Joris Groen, a visiting student from Leiden University in the Netherlands, was kind enough to administer Experiment AIIE2, which followed a double-blind procedure.

A short pilot study (AIIIP2) was conducted using a driving simulator at Hughes Research Laboratories (HRL). This study was done in collaboration with Dr. Wells, and with the assistance of HRL staff. I am particularly grateful to Dr. Peter Tinker of HRL for technical assistance, and to HRL for allowing use of this facility.

Another pilot study was carried out at the University of Washington's psychology department, with the aid of Dr. Hoffman, Jennifer McLean, and Dr. Geoffrey Loftus.
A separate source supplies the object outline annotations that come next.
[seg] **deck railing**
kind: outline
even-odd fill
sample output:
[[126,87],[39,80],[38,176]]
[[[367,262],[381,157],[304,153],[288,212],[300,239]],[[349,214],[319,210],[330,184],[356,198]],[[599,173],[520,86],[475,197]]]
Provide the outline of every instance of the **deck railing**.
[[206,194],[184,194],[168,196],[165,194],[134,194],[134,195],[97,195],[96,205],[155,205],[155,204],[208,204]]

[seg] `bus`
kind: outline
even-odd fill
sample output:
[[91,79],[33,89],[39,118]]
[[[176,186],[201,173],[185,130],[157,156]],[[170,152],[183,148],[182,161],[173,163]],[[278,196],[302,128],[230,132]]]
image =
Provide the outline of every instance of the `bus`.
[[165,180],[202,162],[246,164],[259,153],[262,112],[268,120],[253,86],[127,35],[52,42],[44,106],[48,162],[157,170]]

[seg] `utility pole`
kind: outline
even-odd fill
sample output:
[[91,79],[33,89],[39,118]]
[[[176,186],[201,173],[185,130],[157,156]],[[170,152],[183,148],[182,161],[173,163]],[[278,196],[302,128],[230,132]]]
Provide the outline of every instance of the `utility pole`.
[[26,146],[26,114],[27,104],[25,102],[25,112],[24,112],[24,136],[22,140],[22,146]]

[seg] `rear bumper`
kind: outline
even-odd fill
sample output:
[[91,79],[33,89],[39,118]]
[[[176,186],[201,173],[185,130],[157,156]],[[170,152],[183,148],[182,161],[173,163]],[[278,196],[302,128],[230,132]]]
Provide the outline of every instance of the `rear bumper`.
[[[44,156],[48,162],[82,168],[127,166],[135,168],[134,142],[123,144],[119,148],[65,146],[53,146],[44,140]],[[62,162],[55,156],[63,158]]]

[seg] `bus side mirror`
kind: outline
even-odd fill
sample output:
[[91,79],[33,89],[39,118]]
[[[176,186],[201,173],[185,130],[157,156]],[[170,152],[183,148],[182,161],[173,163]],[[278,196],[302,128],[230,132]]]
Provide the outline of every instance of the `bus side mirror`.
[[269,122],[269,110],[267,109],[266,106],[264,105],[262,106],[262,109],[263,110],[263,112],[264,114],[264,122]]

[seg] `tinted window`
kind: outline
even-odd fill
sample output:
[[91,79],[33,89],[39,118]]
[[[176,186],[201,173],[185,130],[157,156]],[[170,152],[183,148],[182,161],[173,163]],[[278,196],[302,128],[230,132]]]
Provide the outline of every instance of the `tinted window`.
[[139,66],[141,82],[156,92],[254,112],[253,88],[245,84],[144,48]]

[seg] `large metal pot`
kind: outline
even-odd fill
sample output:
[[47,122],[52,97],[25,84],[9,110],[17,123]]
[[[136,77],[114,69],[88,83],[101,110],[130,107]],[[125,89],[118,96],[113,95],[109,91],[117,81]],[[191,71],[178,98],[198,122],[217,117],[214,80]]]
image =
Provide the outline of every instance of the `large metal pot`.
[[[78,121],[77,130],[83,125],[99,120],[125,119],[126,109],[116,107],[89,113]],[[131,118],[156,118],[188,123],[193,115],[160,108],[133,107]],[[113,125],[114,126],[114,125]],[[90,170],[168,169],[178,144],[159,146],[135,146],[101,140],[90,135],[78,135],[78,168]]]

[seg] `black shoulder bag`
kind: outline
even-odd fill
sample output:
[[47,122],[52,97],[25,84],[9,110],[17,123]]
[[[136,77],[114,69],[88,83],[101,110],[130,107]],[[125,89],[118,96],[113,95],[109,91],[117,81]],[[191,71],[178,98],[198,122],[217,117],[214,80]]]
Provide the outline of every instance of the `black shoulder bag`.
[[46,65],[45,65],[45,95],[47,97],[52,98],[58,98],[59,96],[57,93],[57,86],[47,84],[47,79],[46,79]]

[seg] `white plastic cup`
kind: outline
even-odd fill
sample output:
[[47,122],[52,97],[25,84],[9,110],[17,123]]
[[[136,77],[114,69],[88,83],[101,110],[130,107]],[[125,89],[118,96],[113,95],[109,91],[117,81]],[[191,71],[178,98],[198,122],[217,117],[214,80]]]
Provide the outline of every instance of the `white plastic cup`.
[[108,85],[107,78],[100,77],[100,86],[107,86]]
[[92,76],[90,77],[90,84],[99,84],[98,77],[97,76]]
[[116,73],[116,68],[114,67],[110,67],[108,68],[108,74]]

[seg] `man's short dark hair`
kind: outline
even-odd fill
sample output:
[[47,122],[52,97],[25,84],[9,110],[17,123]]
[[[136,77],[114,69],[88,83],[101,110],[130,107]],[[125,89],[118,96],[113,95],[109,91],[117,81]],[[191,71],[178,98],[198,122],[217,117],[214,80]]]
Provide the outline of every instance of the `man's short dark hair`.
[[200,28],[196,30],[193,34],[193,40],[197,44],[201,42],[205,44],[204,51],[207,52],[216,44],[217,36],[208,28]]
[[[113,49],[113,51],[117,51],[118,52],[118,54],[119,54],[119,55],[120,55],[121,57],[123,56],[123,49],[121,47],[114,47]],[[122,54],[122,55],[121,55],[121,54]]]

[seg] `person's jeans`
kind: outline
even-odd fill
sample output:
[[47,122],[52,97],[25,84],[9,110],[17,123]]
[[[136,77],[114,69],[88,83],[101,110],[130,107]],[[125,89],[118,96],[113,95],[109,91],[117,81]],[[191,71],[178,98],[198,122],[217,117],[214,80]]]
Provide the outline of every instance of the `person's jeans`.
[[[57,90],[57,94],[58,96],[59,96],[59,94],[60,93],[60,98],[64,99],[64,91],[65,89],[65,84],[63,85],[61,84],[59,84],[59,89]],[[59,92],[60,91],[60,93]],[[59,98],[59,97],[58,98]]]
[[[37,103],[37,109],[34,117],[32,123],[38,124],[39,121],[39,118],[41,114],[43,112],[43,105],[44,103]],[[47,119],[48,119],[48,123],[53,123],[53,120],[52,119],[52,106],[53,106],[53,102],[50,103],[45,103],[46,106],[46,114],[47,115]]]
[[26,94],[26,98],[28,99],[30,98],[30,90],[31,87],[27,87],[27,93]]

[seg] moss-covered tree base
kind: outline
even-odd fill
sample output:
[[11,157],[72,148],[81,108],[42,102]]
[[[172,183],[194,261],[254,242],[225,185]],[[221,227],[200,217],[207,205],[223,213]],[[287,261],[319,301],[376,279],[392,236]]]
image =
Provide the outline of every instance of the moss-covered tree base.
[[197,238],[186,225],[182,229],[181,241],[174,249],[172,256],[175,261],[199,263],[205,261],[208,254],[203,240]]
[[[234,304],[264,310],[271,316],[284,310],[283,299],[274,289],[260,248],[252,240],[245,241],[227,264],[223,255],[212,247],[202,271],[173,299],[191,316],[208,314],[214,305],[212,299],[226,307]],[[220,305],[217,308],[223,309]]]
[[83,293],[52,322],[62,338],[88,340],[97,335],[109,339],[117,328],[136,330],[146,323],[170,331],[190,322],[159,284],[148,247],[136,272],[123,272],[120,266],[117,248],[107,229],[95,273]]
While the study is not reported in this document it did help to guide later research. I thank them for their assistance.

Technical support was of course crucial to all of my dissertation research. I am particularly grateful for the software development of Paul Schwartz. Mr. Schwartz provided working software prototypes for many of the experiments described in this dissertation, which I subsequently enhanced as needed. He showed a remarkable patience, diligence and good humor throughout.

The visual-inertial nulling experiments of Chapter 4 and Appendix B were technically challenging, due both to the inherent difficulties of the design and due to repeated hardware failures. The electronics expertise of Robert Burstein was often of great use. Others who contributed to the hardware support of these experiments included Chris Airola, Arthur Gonzales, Jaswant Jabal and Herb Kramer.

I am grateful to Toni Emerson and her excellent assistants in the Human Interface Technology Laboratory (HITL) library. Good information is essential to research, and I feel very fortunate to have had access to a research library devoted to virtual interfaces.

This research was conducted at the HITL. While most of the HITL staff were not directly involved in this research, this dissertation would not have been possible without them. Rather than single out individuals, I would like to thank them all for their fine work.

While I am grateful for the assistance of many people from outside of the University of Washington, I would like to acknowledge two in particular. One is Dr. John Jahnke, who visited from Miami University in Ohio. Dr. Jahnke suggested having participants indicate the perceived inertial endpoints of their motion in the visual-inertial nulling experiments. This was a great improvement over the technique I had previously tried for measuring visual or inertial dominance. The second is Dr. Robert Patterson of Washington State University, for discussions of binocular rivalry (see Appendix E).

My appreciation also goes out to the numerous experimental participants who, with remarkable good humor, took part in a wide variety of odd experiments.

It is usual in dissertations to acknowledge the friends and family members who one to varying degrees deserted during the Ph.D. process, and who nevertheless provided their unflagging support. I have come to understand why this tradition arose. Of the many to whom my thanks are due, I mention in particular my fiancee, Rita Solon; my parents, John and Joyce Prothero; my brother, Jeff Prothero; my sister, Jacky Jeffery; and the members of my immediate ``chess circle'', Philipp and Vera Frenkel, Drayton Harrison, Ken Plesset and David Zick.

The experiments described in Chapter 4 made use of a rotating chair (Contraves Goerz Co. Direct Drive Rate Table Series 800 and a Neurokinetics, Inc. Motion Simulator Controller). This was graciously loaned to Dr. Parker by NASA.

The Division ProVision 100's used in Experiments AIIP1, AIIE1 and AIIE2 were acquired as the result of a grant from the U.S. West Foundation to a HITL educational project.

This research was supported in part by the Air Force Office of Scientific Research (Grant F49620-93-1-0339; Dr. John Tangney, contract monitor) and NASA Grants NAS 0-703, NAG5-4074 and 9-958, Basic.

Finally, I would like to thank the U.S. taxpayers who, whether or not they would approve, have funded the following research.

To the memory of my grandparents, and to Rita.